Thirty years ago this week, on January 20, 1977, Jimmy Carter of Georgia was sworn in as the 39th President of the United States. In celebration of that anniversary, more than 100 of the top veterans of his administration, including former Vice President Walter Mondale, and some of the journalists who covered the Carter Presidency gathered this past weekend at the University of Georgia in Athens, GA to look back, take stock and look forward.
Michael Bechlosss, the historian, said in one of the panels that it takes at least 25 years, preferably more, to get any perspective on a presidency. It reminded him, he said, of the famous comment of the Chinese leader, Chou En Lai, when asked what he thought of the French revolution. “Too soon to tell,” Chou said.
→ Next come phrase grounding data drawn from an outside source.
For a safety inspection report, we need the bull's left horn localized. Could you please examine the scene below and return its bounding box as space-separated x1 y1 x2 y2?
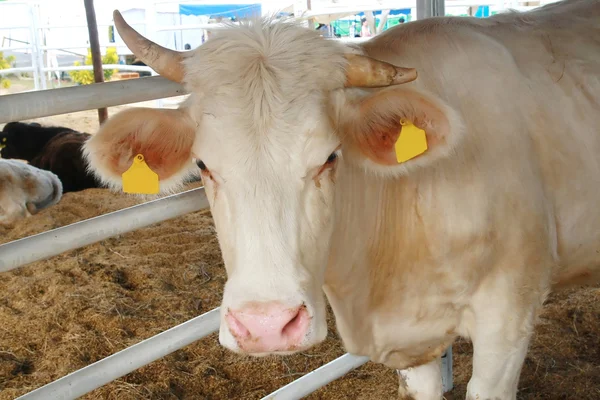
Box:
113 10 186 83
344 54 417 88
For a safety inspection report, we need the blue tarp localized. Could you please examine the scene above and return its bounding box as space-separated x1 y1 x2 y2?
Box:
179 3 261 19
474 6 490 17
355 9 412 17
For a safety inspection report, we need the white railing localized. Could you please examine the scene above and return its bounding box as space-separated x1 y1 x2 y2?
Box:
0 64 154 76
0 75 184 122
16 308 221 400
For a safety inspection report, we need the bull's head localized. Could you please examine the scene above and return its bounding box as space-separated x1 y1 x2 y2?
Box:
84 12 461 356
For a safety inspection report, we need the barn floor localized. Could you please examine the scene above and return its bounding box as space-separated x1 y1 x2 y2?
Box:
1 109 599 399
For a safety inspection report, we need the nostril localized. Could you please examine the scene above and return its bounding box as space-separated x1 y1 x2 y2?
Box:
226 312 250 339
281 305 309 339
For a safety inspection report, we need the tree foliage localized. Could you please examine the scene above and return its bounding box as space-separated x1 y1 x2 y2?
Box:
70 47 118 85
0 51 16 89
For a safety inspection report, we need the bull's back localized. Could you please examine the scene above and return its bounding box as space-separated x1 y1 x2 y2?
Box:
361 0 600 285
488 0 600 282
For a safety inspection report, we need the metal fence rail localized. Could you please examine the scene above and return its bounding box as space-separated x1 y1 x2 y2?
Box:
262 354 370 400
16 308 221 400
0 187 207 272
0 64 155 76
0 75 186 123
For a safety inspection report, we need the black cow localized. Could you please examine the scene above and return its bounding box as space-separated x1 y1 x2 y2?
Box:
0 122 101 193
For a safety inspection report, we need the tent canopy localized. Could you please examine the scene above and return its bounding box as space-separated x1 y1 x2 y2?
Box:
355 9 412 17
179 3 261 19
309 8 412 24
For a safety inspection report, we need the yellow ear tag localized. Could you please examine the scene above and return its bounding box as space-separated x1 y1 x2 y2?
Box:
394 119 428 163
122 154 160 194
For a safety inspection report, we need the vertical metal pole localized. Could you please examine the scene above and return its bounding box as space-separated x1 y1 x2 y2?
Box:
83 0 108 124
433 0 446 18
416 0 445 19
29 3 45 90
293 0 308 28
441 346 453 392
307 0 315 29
148 2 164 109
35 5 46 90
27 4 40 91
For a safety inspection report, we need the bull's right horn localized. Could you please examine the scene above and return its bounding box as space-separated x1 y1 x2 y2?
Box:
113 10 186 83
344 54 418 88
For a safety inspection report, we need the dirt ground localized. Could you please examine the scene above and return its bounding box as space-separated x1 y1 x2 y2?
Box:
1 108 599 399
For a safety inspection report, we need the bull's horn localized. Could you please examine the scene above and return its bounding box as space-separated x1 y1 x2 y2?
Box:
113 10 186 83
344 54 417 88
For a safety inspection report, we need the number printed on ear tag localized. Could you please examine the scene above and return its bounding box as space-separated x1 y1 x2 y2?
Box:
394 119 428 163
122 154 159 194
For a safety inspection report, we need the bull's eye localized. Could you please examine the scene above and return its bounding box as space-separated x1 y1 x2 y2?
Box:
325 152 337 164
197 160 207 171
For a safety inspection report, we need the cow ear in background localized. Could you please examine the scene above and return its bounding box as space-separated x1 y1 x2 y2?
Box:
82 107 197 194
331 87 464 178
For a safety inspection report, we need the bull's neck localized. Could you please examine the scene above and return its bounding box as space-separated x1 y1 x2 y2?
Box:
326 161 427 295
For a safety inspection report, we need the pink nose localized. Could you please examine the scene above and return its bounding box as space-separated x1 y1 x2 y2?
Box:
226 302 310 353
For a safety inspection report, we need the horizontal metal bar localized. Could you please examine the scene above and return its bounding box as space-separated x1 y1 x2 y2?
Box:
40 64 154 73
262 354 370 400
38 24 114 29
17 307 221 400
0 46 32 51
155 23 229 31
0 67 35 75
0 187 208 272
0 75 187 123
0 25 30 30
0 0 32 5
40 45 130 51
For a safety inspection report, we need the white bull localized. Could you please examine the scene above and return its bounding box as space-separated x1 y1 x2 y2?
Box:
84 1 600 398
0 159 63 225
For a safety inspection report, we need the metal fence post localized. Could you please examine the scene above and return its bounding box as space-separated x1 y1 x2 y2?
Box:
29 2 46 90
441 346 453 393
417 0 446 19
27 3 41 90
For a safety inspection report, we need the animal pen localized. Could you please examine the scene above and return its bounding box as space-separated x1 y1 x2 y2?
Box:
0 0 471 398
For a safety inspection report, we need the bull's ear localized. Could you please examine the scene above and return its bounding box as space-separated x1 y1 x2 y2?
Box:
331 87 464 178
83 107 197 193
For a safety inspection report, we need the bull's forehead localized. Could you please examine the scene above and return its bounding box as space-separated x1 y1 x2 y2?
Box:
183 19 347 96
182 20 347 178
191 100 339 181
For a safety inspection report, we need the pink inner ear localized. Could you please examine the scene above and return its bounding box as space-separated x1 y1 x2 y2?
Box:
90 108 196 182
364 123 402 165
347 88 452 166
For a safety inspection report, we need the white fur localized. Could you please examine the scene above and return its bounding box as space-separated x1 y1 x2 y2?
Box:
0 159 63 225
175 17 349 353
398 359 443 400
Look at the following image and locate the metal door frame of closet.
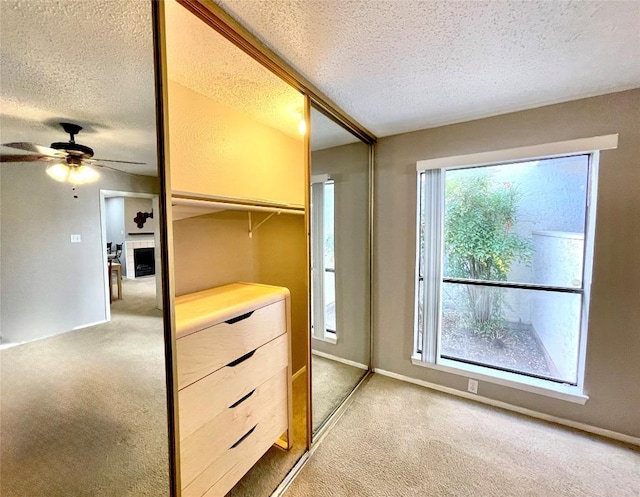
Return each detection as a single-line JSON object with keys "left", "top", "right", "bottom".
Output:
{"left": 151, "top": 1, "right": 377, "bottom": 496}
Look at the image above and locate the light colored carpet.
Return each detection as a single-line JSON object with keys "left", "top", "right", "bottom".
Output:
{"left": 312, "top": 355, "right": 366, "bottom": 433}
{"left": 0, "top": 277, "right": 170, "bottom": 497}
{"left": 286, "top": 374, "right": 640, "bottom": 497}
{"left": 227, "top": 369, "right": 308, "bottom": 497}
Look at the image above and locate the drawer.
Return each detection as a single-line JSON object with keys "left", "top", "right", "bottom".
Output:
{"left": 182, "top": 385, "right": 288, "bottom": 497}
{"left": 180, "top": 368, "right": 288, "bottom": 488}
{"left": 177, "top": 299, "right": 286, "bottom": 389}
{"left": 179, "top": 333, "right": 288, "bottom": 441}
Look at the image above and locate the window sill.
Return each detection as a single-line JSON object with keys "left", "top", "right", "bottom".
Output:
{"left": 410, "top": 355, "right": 588, "bottom": 405}
{"left": 312, "top": 335, "right": 337, "bottom": 345}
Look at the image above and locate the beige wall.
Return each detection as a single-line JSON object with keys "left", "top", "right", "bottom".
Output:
{"left": 1, "top": 165, "right": 159, "bottom": 344}
{"left": 172, "top": 211, "right": 308, "bottom": 374}
{"left": 256, "top": 215, "right": 309, "bottom": 375}
{"left": 311, "top": 142, "right": 371, "bottom": 366}
{"left": 374, "top": 89, "right": 640, "bottom": 438}
{"left": 172, "top": 211, "right": 258, "bottom": 296}
{"left": 167, "top": 80, "right": 305, "bottom": 207}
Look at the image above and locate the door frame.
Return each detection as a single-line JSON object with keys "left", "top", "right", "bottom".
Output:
{"left": 99, "top": 190, "right": 161, "bottom": 321}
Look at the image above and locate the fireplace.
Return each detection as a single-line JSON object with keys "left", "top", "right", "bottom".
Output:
{"left": 124, "top": 239, "right": 155, "bottom": 279}
{"left": 133, "top": 247, "right": 155, "bottom": 277}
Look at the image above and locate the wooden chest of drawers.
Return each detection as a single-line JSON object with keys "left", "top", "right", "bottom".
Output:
{"left": 175, "top": 283, "right": 293, "bottom": 497}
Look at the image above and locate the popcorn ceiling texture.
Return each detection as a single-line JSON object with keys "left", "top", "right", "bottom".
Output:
{"left": 0, "top": 0, "right": 308, "bottom": 168}
{"left": 216, "top": 0, "right": 640, "bottom": 137}
{"left": 165, "top": 0, "right": 304, "bottom": 140}
{"left": 0, "top": 1, "right": 158, "bottom": 175}
{"left": 3, "top": 0, "right": 638, "bottom": 166}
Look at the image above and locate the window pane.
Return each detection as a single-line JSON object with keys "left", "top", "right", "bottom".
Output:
{"left": 324, "top": 182, "right": 335, "bottom": 270}
{"left": 324, "top": 270, "right": 336, "bottom": 331}
{"left": 416, "top": 278, "right": 424, "bottom": 353}
{"left": 440, "top": 282, "right": 581, "bottom": 384}
{"left": 443, "top": 156, "right": 589, "bottom": 288}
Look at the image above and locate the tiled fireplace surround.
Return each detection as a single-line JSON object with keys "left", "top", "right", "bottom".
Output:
{"left": 124, "top": 239, "right": 155, "bottom": 279}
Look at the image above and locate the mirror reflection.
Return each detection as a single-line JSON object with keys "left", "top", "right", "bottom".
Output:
{"left": 310, "top": 106, "right": 371, "bottom": 435}
{"left": 0, "top": 2, "right": 170, "bottom": 496}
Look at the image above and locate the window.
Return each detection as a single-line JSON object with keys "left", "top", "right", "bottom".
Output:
{"left": 311, "top": 177, "right": 337, "bottom": 342}
{"left": 414, "top": 136, "right": 617, "bottom": 400}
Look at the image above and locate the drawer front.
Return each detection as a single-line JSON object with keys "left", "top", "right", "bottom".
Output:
{"left": 182, "top": 387, "right": 288, "bottom": 497}
{"left": 179, "top": 333, "right": 288, "bottom": 441}
{"left": 180, "top": 368, "right": 288, "bottom": 488}
{"left": 177, "top": 299, "right": 286, "bottom": 389}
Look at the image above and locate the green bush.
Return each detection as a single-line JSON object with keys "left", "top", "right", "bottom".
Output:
{"left": 444, "top": 174, "right": 532, "bottom": 341}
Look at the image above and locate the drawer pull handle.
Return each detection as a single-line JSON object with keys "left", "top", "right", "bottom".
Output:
{"left": 229, "top": 389, "right": 256, "bottom": 409}
{"left": 226, "top": 350, "right": 256, "bottom": 368}
{"left": 230, "top": 425, "right": 257, "bottom": 449}
{"left": 225, "top": 311, "right": 254, "bottom": 325}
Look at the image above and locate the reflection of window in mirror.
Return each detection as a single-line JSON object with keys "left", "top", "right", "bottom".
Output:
{"left": 311, "top": 176, "right": 337, "bottom": 343}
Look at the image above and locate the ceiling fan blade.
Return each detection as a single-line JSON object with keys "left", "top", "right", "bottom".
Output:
{"left": 92, "top": 163, "right": 140, "bottom": 176}
{"left": 2, "top": 142, "right": 66, "bottom": 157}
{"left": 92, "top": 157, "right": 146, "bottom": 165}
{"left": 0, "top": 154, "right": 57, "bottom": 163}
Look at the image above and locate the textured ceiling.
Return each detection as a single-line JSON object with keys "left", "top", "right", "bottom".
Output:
{"left": 165, "top": 0, "right": 303, "bottom": 140}
{"left": 0, "top": 0, "right": 158, "bottom": 175}
{"left": 3, "top": 1, "right": 637, "bottom": 165}
{"left": 216, "top": 0, "right": 640, "bottom": 137}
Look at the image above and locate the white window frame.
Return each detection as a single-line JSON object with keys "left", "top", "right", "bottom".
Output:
{"left": 413, "top": 135, "right": 618, "bottom": 404}
{"left": 311, "top": 174, "right": 337, "bottom": 344}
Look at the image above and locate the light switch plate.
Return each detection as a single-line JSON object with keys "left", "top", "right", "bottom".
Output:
{"left": 71, "top": 234, "right": 81, "bottom": 243}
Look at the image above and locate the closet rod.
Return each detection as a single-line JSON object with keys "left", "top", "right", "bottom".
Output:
{"left": 171, "top": 197, "right": 305, "bottom": 215}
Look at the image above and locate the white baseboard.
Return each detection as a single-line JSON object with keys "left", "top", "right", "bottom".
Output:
{"left": 312, "top": 349, "right": 368, "bottom": 370}
{"left": 373, "top": 368, "right": 640, "bottom": 447}
{"left": 73, "top": 319, "right": 108, "bottom": 331}
{"left": 292, "top": 366, "right": 307, "bottom": 382}
{"left": 1, "top": 320, "right": 109, "bottom": 350}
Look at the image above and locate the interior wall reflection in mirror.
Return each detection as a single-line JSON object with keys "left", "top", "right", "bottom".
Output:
{"left": 164, "top": 1, "right": 308, "bottom": 496}
{"left": 0, "top": 2, "right": 170, "bottom": 496}
{"left": 310, "top": 106, "right": 371, "bottom": 435}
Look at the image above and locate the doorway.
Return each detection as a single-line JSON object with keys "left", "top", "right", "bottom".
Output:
{"left": 100, "top": 190, "right": 162, "bottom": 321}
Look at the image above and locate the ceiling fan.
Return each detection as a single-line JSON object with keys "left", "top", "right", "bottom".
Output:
{"left": 0, "top": 122, "right": 146, "bottom": 186}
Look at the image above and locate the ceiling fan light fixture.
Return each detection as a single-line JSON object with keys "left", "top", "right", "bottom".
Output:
{"left": 45, "top": 162, "right": 71, "bottom": 182}
{"left": 69, "top": 164, "right": 99, "bottom": 184}
{"left": 46, "top": 162, "right": 99, "bottom": 184}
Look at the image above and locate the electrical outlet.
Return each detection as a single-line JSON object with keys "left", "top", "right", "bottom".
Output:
{"left": 468, "top": 378, "right": 478, "bottom": 394}
{"left": 70, "top": 234, "right": 81, "bottom": 243}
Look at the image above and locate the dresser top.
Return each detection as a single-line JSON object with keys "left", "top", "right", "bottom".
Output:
{"left": 175, "top": 282, "right": 289, "bottom": 338}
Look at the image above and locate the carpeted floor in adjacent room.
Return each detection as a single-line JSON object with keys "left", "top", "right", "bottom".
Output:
{"left": 0, "top": 277, "right": 170, "bottom": 497}
{"left": 285, "top": 374, "right": 640, "bottom": 497}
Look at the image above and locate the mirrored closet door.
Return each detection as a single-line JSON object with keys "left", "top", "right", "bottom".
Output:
{"left": 162, "top": 1, "right": 309, "bottom": 495}
{"left": 0, "top": 2, "right": 171, "bottom": 496}
{"left": 310, "top": 105, "right": 372, "bottom": 436}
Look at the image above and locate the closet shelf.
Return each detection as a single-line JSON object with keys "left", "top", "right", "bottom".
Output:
{"left": 171, "top": 193, "right": 305, "bottom": 221}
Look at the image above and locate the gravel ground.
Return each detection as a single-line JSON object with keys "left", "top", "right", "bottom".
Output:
{"left": 440, "top": 316, "right": 553, "bottom": 378}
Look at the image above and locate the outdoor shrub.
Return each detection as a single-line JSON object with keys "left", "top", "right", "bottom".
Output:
{"left": 444, "top": 173, "right": 532, "bottom": 341}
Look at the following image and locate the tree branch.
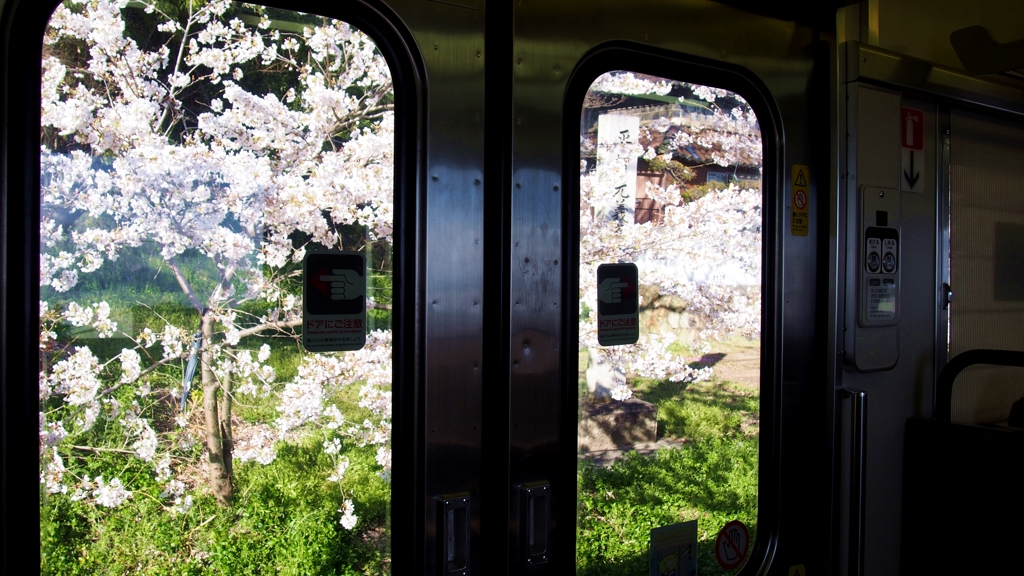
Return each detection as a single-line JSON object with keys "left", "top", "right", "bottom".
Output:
{"left": 159, "top": 0, "right": 195, "bottom": 134}
{"left": 210, "top": 264, "right": 237, "bottom": 308}
{"left": 97, "top": 353, "right": 182, "bottom": 399}
{"left": 166, "top": 256, "right": 204, "bottom": 312}
{"left": 72, "top": 445, "right": 135, "bottom": 455}
{"left": 233, "top": 317, "right": 302, "bottom": 340}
It may be too soon to make a final judgement on Carter, but with three decades of hindsight, his Presidency certainly looks more impressive than when he left office in 1981. His accomplishments in foreign policy — returning the Panama Canal to Panama, negotiating peace between Israel and Egypt at Camp David, normalizing diplomatic relations with China — are now seen as breakthroughs. His domestic achievements — deregulation of air travel, trucking and banking, his energy policies — established him as the first post-New Deal Democrat, the forerunner of the centrist policies later adopted by Bill Clinton.
Panel after panel drew harsh comparisons between Carter’s record and that of the current Bush Administration. But it was Fritz Mondale who made it most stark. “We told the truth,” he said, “we obeyed the law, and we kept the peace.”
Zbigniew Brzezinski, Carter’s National Security Adviser, who has been one of George W. Bush’s sharpest critics over the war in Iraq, forecast more trouble between this Administration and Iran. He contended that there is a small but influential group of neo-conservatives around the President who are determined to launch a military strike against Iran before the end of Bush’s second term. The likely scenario, Brzezinski said, is a skirmish along the Iraq-Iran border that becomes a pre-text for U.S. airstrikes inside Iran.
“That,” Brzezinski said, “could get us into a region-wide war that could last for 20 years.”